Tumour and normal adjacent tissue pairs in breast cancer.

Breast cancer is a complex disease that evolves through dynamic interactions between tumour cells and their surrounding environment. In our study, “Genomes and epigenomes of matched normal and tumour breast tissue reveal diverse evolutionary trajectories and tumour-host interactions” published in AJHF, a collaboration between our group at the University of Manchester and researchers at the National Institutes of Health (NIH) National Cancer Institute (NCI), we focus on studying tumour and normal adjacent tissue (NAT) in breast cancer patients from Hong Kong. Our study reveals complex genetic and epigenetic interactions in both tumour tissue and NAT.

The initial step of our analysis focused on identifying genomic and epigenetic characteristics in our samples, including driver genes, tumour microenvironment (TME) compositions, and mutational signatures within each sample. This allowed us to characterise the differences between the NAT and tumour sample groups. We then processed the NAT-tumour sample pairs in tandem using Multisample DP-Clust, a tool developed by our lab, in order to obtain a holistic view of the different evolutionary trajectories of breast cancer.

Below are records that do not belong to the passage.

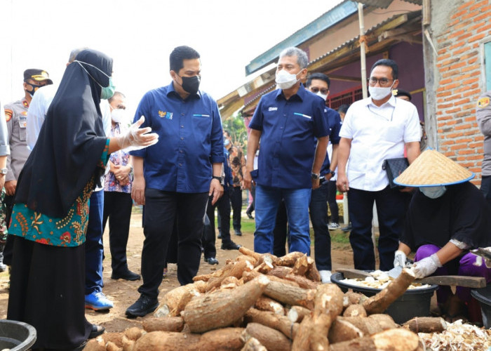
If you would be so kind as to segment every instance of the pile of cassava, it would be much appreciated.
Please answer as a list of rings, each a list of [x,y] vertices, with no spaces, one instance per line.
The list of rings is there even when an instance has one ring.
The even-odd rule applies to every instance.
[[[143,319],[143,329],[104,333],[85,350],[424,350],[416,333],[423,321],[415,331],[382,314],[414,280],[410,270],[368,298],[321,284],[314,260],[301,253],[278,258],[239,251],[223,268],[168,292],[156,317]],[[440,319],[431,319],[430,330],[440,328]]]

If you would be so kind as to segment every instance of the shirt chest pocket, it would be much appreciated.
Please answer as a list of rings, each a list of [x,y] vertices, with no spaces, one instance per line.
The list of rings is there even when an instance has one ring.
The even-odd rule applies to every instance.
[[[26,129],[27,127],[27,117],[20,116],[19,117],[19,140],[25,141],[26,140]]]
[[[382,132],[384,139],[390,143],[401,143],[404,140],[404,126],[389,122]]]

Our analysis identified three distinct evolutionary patterns:

1. Shared-Tree Group: This trajectory reflects shared evolution between normal tissue and tumours, indicating that genetic mutations occurred early and affected both tissues.
2. Multiple-Tree Group: This trajectory shows independent evolution between normal tissue and tumours, with separate genetic trajectories.
3. Tumour-only Tree Group: This trajectory reveals mutational evolution occurring exclusively in the tumour samples.

Subsequently, we explored the unique characteristics within each trajectory group to understand the evolutionary trajectory in each group. Interestingly, these differences were linked to how the tumour interacts with its environment. The study reveals significant variation in the tumour and NAT between the three groups. For instance, NAT in the multiple-tree group tends to be less inflammatory, exhibiting higher levels of regulatory T cells and fewer CD14+ immune cells. Additionally, we observed differences in driver gene mutations and mutational signature composition across the three groups. Tumours and NAT samples in the multiple-tree group harboured more aggressive driver gene mutations. This less inflammatory immune landscape could influence tumour growth and response to treatments.

Our findings support the concept of “field cancerisation”, where NAT harbours genetic changes independent of the tumour, and reinforces the idea that the tumour microenvironment plays a crucial role in cancer development, not just the tumour itself.

These findings underscore the complexity of breast cancer evolution, shaped by both intrinsic genetic factors and external interactions with the tumour microenvironment (TME). By understanding these diverse evolutionary dynamics, we can develop more effective therapies that target both the tumour and its surrounding environment. This brings us closer to personalised treatment approaches for breast cancer, where both the genetic landscape and tumour microenvironment are considered.

Our work has been published in Volume 111, Issue 12 in AJHG and is also available online.